Decolonization

The focus of my weblogs will be on Indigenous loss of access and connection to their histories, culture and language within the educational system and how technology and educational reform can play a role in decolonizing, democratizing and reforming their educational experiences. In today’s global educational culture of standardized curriculum and educational practices including transmissive and rote styles, learning is often irrelevant and disconnected from local cultures, knowledge, or everyday activities.  Because of this, students become disconnected, alienated and further colonized by the system.  This disconnection is not only seen in Indigenous students, but also presents a problem among all students.  When any knowledge is removed from context, it becomes fragmented and disconnected from the student’s knowledge of the world.  This leaves them with limited ability to integrate the curricular knowledge into their existing experiences, knowledge patterns and previous understandings thereby resulting in the failure to participate and create meaningful learning.  However, for the purposes of this course, I will be focussing on this disconnect among Indigenous youth and the ways that schools might minimize these problems using techniques and technology.
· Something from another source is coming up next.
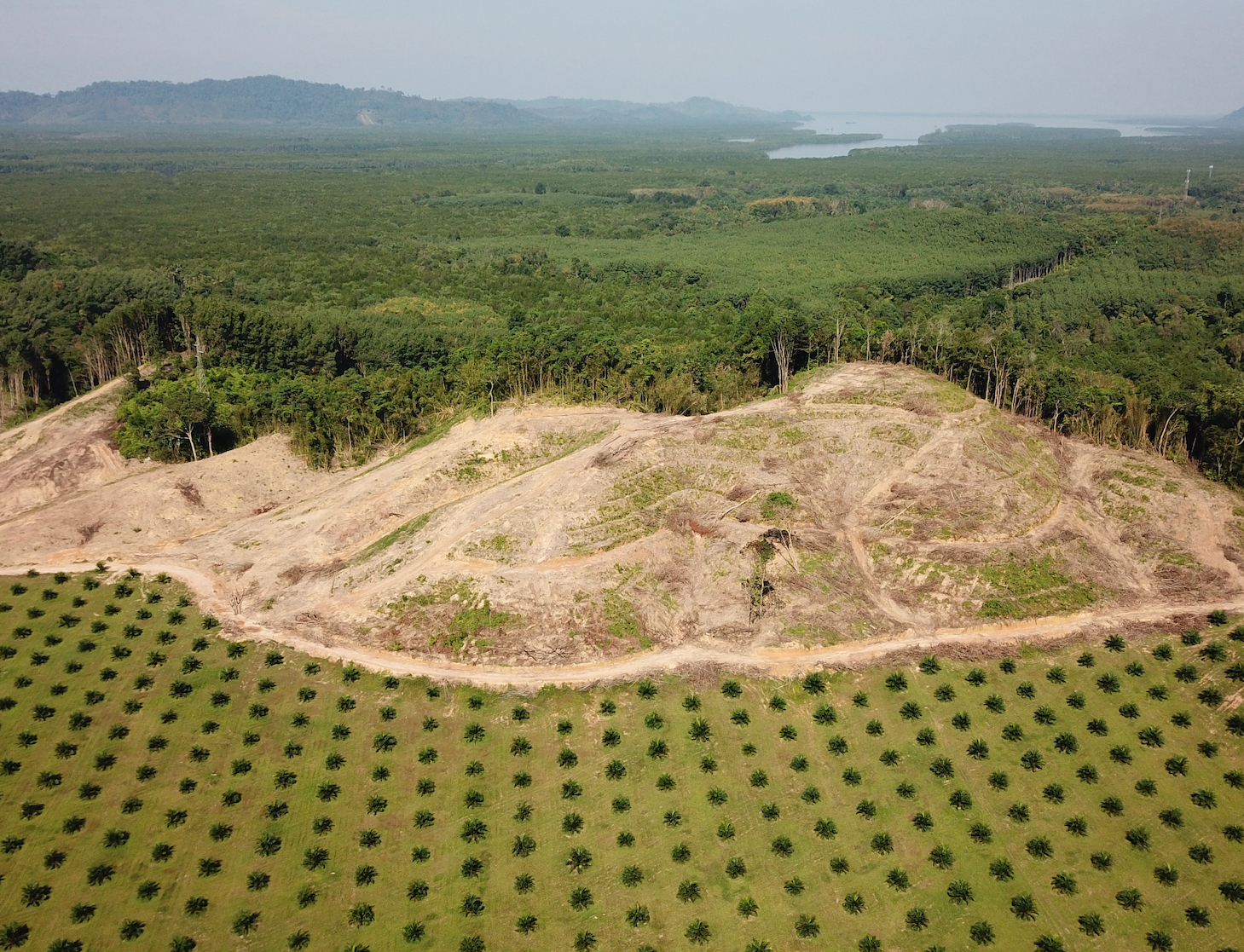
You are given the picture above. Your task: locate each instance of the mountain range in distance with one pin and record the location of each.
(273, 100)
Realistically, we live in the 21st century of globalization through immigration, internet, multiculturalism, and political power structures.  Because these aspects of our society have made isolation and sheltered communities almost impossible, as educators, we need to look for solutions that exist in a post-colonization world in which we can encourage individual’s open and critical thinking about their own identities, cultural knowledge and understanding of the world. One of the ways that provides promise is the new initiative called constructivist learning in which individuals guide their own learning process and find their own meaning.  With the use of the internet, resources offered by their local communities and a sensitive and integrated educational system, Indigenous students may have a chance to self-determine their own post-colonization cultural identities.